I crashed into a wall when I was diagnosed with this stupid autoimmune disease that makes my joints swell inexplicably, the tendons twisting and rioting without provocation.  When I realized that after too many surgeries I was  going to have to figure out the music that accompanies chronic pain so I could understand the rhythm I’d be dancing too (I hate being off the beat, though I am clearly off-beat).   I didn’t see the wall on Sunday. We were having brunch with our friends who asked about the Jewish ritual of sitting shiva – a seven-day mourning period after the death of an immediate family member.  After seven days in the house, one is supposed to go outside and walk back into life.  I remembered my sister and I doing this after the shiva period for both of our parents.  I couldn’t speak, for the pain of missing my parents was so visceral in that moment.  And I swear to you, for a moment I thought my heart stopped.  Walking back into life.  Walking back into life a person changed forever.

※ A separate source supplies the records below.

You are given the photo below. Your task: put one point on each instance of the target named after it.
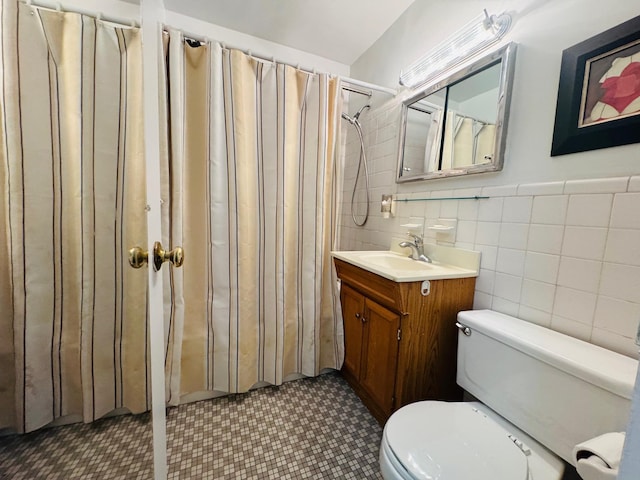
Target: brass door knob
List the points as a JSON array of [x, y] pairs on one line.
[[160, 255], [138, 257]]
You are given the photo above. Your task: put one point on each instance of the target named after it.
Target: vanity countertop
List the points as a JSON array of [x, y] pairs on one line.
[[448, 262]]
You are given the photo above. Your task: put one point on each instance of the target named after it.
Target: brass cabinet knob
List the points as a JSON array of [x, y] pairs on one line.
[[138, 257], [160, 255]]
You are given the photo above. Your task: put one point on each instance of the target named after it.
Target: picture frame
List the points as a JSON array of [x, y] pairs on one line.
[[599, 92]]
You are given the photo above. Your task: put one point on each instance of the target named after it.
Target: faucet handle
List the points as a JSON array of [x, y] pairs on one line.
[[417, 238]]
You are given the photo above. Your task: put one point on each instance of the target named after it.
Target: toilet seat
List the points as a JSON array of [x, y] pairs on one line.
[[442, 441]]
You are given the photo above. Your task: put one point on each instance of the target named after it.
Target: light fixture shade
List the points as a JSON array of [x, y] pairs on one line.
[[474, 37]]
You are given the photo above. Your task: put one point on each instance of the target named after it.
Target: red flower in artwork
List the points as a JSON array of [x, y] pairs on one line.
[[620, 91]]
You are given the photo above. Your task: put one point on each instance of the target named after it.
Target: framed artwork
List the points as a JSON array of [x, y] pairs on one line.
[[599, 93]]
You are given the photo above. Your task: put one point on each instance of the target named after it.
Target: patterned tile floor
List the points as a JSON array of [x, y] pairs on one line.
[[314, 428]]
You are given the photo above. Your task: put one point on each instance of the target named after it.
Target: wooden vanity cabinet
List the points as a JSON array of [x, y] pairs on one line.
[[400, 346]]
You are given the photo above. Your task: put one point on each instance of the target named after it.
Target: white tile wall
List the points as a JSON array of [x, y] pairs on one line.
[[565, 255]]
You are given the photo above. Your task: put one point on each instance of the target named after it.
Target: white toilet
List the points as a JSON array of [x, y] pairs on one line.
[[560, 390]]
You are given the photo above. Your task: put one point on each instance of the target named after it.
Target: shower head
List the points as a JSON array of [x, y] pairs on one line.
[[348, 118], [357, 115], [353, 120]]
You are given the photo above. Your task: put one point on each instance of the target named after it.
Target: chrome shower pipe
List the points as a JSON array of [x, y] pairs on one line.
[[361, 161]]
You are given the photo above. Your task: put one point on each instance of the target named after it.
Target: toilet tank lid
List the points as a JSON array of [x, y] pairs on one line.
[[607, 369]]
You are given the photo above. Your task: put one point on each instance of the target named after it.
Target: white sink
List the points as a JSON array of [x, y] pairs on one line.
[[400, 268]]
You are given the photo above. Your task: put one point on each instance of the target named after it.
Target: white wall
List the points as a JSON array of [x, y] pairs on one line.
[[542, 29], [560, 236], [258, 46]]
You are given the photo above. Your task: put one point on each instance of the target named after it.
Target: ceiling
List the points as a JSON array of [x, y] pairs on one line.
[[340, 30]]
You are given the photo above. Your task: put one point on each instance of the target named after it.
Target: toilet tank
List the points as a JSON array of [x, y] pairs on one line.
[[560, 390]]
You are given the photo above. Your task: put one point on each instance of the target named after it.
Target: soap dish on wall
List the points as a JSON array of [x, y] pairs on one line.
[[445, 229], [441, 228], [412, 226]]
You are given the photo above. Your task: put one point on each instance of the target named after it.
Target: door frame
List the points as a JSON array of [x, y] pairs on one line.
[[152, 15]]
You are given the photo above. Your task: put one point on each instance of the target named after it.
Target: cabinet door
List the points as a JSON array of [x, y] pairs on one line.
[[380, 354], [352, 312]]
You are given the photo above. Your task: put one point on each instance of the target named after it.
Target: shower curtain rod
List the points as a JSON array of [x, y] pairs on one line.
[[270, 58], [57, 6], [371, 86]]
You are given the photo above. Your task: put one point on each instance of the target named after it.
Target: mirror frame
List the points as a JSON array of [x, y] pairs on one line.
[[505, 55]]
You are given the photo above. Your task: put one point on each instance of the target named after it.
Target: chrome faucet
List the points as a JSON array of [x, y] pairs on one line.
[[417, 248]]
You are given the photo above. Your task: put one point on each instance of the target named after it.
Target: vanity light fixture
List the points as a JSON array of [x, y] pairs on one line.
[[474, 37]]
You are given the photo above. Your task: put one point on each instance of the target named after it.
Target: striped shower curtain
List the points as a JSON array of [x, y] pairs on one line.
[[73, 339], [250, 195]]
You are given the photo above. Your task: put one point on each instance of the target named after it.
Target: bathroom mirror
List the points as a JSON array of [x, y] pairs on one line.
[[458, 125]]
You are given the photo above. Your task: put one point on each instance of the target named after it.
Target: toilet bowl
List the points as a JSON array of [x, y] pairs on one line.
[[540, 393], [465, 440]]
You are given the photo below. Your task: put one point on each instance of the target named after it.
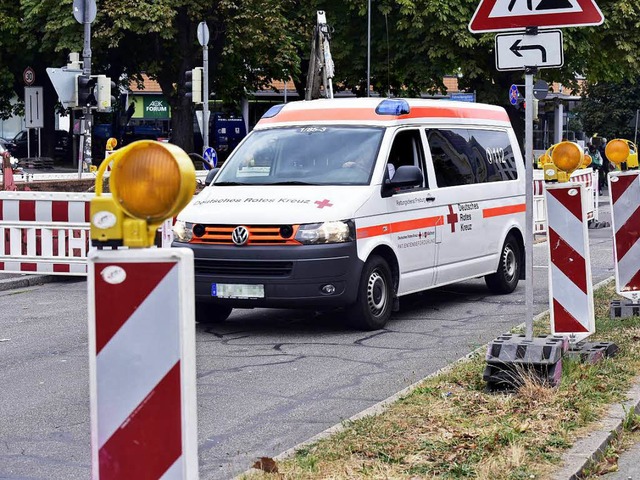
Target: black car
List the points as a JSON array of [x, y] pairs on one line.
[[61, 149]]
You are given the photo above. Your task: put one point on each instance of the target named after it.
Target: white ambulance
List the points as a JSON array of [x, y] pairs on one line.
[[352, 203]]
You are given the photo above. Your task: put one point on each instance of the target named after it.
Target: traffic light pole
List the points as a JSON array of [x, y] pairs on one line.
[[86, 70], [528, 161], [205, 97]]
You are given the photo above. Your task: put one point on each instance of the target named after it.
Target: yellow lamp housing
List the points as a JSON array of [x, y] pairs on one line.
[[618, 150], [150, 182], [567, 156]]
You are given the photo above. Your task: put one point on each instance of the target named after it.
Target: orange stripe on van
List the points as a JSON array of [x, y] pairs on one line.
[[506, 210], [396, 227], [355, 114]]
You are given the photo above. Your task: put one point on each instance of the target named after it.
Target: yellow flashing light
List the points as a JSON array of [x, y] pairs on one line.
[[150, 182], [567, 156], [618, 150]]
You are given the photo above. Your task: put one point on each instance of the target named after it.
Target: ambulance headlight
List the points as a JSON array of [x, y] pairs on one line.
[[327, 232], [182, 231]]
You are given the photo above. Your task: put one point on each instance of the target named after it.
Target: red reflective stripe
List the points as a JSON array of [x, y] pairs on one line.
[[59, 211], [632, 285], [506, 210], [627, 235], [119, 301], [369, 114], [402, 226], [150, 440], [61, 268], [27, 210], [567, 260], [571, 202], [620, 186], [564, 322]]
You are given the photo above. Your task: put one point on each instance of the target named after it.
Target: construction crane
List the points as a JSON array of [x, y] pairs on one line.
[[320, 73]]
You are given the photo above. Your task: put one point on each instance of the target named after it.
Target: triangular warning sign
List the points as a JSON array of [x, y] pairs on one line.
[[503, 15]]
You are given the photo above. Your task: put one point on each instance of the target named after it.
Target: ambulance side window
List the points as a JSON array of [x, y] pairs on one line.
[[492, 152], [452, 157], [407, 150]]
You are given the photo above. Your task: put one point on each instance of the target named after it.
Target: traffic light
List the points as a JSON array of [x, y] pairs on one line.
[[104, 98], [150, 182], [85, 94], [193, 84]]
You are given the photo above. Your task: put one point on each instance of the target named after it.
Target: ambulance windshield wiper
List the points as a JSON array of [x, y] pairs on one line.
[[290, 182]]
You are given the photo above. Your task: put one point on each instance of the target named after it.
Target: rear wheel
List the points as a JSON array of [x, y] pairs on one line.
[[375, 296], [211, 313], [505, 280]]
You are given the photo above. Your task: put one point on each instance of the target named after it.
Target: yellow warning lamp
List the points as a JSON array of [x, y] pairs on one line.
[[112, 143], [543, 160], [549, 170], [150, 182], [566, 156], [621, 151]]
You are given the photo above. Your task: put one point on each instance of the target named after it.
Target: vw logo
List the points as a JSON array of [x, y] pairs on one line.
[[240, 235]]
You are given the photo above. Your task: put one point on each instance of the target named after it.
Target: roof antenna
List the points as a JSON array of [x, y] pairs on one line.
[[386, 23]]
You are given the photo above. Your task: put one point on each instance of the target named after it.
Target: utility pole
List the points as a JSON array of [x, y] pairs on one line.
[[84, 11], [203, 38]]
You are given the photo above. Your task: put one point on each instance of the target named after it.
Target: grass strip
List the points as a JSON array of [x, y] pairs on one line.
[[451, 427]]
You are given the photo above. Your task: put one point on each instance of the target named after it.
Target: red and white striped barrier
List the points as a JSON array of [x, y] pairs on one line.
[[625, 223], [44, 232], [586, 177], [48, 232], [570, 285], [142, 364]]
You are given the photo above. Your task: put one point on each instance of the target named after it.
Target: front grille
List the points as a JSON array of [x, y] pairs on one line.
[[263, 268], [258, 235]]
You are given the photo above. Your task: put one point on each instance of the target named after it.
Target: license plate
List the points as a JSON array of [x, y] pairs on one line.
[[236, 290]]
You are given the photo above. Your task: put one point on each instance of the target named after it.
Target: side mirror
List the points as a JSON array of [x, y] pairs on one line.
[[210, 176], [405, 176]]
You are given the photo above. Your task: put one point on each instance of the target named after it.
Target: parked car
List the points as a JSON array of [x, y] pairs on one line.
[[62, 145]]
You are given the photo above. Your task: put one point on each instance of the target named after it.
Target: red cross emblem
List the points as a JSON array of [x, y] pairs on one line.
[[452, 219], [323, 203]]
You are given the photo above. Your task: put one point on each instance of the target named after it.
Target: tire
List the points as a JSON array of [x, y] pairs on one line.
[[376, 292], [505, 280], [211, 313]]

So it was when I retired last year.  No need to re-visit the early days of dissonance, when no notes came together to form a lovely sound.  Suffice it to say, I was opening the door and walking outside, completely unfamiliar with my space in the world.  At first, I walked with purpose – almost defiantly.  At some point I slowed, realizing that I had the chance just to breathe.  I wasn’t driven by urgent need – or my perception of urgent need.  I didn’t need to walk back into life for any reason other than it was my due.  It has taken me months to figure out this new rhythm, embrace the richness of this music and accept that just being me is reason enough to walk into life.  I need not be raising and protecting my delicious boys,  I don’t have to be grieving, I don’t have to be on call for anyone who may need me for reasons which they consider critical (but in retrospect were often pretty self-serving).

The beauty of stopping before you open the door lies in the anticipation of what you will find.  Each day, I now pause.  I close my eyes and open them just to be surprised at what may appear before me.  Goofy?  Perhaps.  A reminder that this is the only moment?  Definitely.